Citation: Trials, 15, 340; 2014
Abstract: Background: In sub-Saharan Africa, malaria continues to cause over 10,000 maternal deaths and 75,000 to 200,000 infant deaths. Successful control of malaria in pregnancy could save lives of mothers and babies and is an essential part of antenatal care in endemic areas. The primary objective is to determine the protective efficacy of community-scheduled screening and treatment (CSST) using community health workers (CHW) against the primary outcome of prevalence of placental malaria. The secondary objectives are to determine the protective efficacy of CSST on maternal anaemia, maternal peripheral infection, low birth weight, selection of sulfadoxine-pyrimethamine (SP) resistance markers, and on antenatal clinic (ANC) attendance and coverage of intermittent preventive treatment during pregnancy (IPTp-SP).Methods/design: This is a multi-centre cluster-randomised controlled trial involving three countries with varying malaria endemicity; low (The Gambia) versus high transmission (Burkina Faso and Benin), and varying degrees of SP resistance (high in Benin and moderate in Gambia and Burkina Faso).
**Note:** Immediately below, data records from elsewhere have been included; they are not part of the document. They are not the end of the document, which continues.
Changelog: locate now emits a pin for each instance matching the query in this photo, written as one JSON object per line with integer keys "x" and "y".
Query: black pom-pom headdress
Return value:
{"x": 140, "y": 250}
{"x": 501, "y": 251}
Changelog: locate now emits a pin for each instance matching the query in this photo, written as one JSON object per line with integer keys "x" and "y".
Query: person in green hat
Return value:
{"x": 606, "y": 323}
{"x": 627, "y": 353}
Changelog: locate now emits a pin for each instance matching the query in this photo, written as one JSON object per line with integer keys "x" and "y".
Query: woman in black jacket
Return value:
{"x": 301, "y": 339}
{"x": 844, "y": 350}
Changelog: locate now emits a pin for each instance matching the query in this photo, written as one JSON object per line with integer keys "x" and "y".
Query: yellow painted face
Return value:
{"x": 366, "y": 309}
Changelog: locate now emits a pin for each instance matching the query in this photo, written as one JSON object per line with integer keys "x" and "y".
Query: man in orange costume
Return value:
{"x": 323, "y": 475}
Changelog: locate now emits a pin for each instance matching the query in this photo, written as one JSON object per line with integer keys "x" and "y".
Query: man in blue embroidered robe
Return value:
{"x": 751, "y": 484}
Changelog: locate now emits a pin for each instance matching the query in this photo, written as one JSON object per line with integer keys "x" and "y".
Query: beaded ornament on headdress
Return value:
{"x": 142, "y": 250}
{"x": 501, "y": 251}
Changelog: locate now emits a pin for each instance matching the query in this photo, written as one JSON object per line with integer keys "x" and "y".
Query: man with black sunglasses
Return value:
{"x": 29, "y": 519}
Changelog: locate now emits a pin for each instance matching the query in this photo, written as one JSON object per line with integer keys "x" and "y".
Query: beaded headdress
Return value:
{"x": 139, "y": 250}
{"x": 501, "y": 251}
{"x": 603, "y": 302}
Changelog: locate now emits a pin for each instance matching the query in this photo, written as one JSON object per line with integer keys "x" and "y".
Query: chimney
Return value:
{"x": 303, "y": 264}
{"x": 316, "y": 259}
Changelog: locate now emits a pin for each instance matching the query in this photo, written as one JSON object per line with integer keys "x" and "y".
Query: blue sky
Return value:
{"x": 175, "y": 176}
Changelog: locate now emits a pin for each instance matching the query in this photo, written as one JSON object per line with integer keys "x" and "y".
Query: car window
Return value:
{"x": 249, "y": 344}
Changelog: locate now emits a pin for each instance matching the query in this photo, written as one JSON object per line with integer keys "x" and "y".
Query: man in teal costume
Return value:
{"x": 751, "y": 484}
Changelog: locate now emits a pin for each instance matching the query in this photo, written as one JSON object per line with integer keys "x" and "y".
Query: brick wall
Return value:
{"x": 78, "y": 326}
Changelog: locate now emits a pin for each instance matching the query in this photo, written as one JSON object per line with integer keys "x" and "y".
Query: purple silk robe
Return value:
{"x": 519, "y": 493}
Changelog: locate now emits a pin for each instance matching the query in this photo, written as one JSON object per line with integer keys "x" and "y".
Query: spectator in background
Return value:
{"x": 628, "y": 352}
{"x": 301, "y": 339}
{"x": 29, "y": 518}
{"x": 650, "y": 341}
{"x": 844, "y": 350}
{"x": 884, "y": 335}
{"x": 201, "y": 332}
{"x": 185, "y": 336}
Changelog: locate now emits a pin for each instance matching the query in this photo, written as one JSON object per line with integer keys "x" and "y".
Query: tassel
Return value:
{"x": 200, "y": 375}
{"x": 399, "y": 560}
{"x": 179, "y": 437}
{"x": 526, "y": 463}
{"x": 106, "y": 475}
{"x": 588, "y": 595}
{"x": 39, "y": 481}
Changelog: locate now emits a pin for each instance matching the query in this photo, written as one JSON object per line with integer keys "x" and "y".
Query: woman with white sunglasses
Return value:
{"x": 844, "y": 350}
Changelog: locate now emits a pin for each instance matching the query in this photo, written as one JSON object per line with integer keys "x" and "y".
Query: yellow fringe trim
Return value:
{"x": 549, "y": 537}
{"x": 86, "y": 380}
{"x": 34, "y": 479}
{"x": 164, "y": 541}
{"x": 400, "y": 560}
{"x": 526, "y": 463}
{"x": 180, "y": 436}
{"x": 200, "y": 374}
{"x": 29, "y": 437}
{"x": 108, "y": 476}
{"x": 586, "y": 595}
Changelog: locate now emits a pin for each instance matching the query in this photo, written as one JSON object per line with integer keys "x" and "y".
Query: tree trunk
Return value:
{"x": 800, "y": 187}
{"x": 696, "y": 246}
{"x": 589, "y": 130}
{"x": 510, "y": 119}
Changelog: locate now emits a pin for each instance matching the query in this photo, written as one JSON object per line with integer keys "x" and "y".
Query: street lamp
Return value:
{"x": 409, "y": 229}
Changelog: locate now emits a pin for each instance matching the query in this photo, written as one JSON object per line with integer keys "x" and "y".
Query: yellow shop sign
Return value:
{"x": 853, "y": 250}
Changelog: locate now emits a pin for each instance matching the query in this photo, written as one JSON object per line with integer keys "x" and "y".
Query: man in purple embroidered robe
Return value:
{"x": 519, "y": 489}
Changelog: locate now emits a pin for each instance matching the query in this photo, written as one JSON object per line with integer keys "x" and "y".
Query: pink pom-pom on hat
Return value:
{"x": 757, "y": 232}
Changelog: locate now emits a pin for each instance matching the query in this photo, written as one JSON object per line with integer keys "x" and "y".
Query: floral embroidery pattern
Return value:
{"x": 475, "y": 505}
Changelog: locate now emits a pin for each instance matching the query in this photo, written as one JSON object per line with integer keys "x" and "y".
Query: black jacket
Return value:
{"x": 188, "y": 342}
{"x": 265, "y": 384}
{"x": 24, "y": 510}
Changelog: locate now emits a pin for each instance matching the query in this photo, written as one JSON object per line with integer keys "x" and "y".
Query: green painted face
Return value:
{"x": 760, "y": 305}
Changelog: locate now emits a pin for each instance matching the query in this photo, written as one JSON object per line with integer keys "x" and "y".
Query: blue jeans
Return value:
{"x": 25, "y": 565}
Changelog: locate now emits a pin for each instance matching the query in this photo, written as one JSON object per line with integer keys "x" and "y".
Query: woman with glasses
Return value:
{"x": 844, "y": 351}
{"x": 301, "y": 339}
CHW and their related catchment population who are randomised into the intervention arm will receive specific training on community-based case management of malaria in pregnancy. All women in both study arms will be enrolled at their first ANC visits in their second trimester where they will receive their first dose of IPTp-SP. Thereafter, CHW in the intervention arm will perform scheduled monthly screening and treatment in the womens homes. At time of delivery, a placental biopsy will be collected from all women to determine placental malaria. At each contact point, filter paper and blood slides will be collected for detection of malaria infection and SP resistance markers.Discussion: To reach successful global malaria control, there is an urgent need to access those at greatest risk of malaria infection. The project is designed to develop a low-cost intervention in pregnant women which will have an immediate impact on the malaria burden in resource-limited countries. This will be done by adding to the standard IPTp-SP delivered through the health facilities: an "extension" strategy to the communities in rural areas thus bringing health services closer to where women live. Trial registration: Current Controlled Trials: ISRCTN37259296 (5 July 2013), and clinicaltrials.gov: NCT01941264 (10 September 2013).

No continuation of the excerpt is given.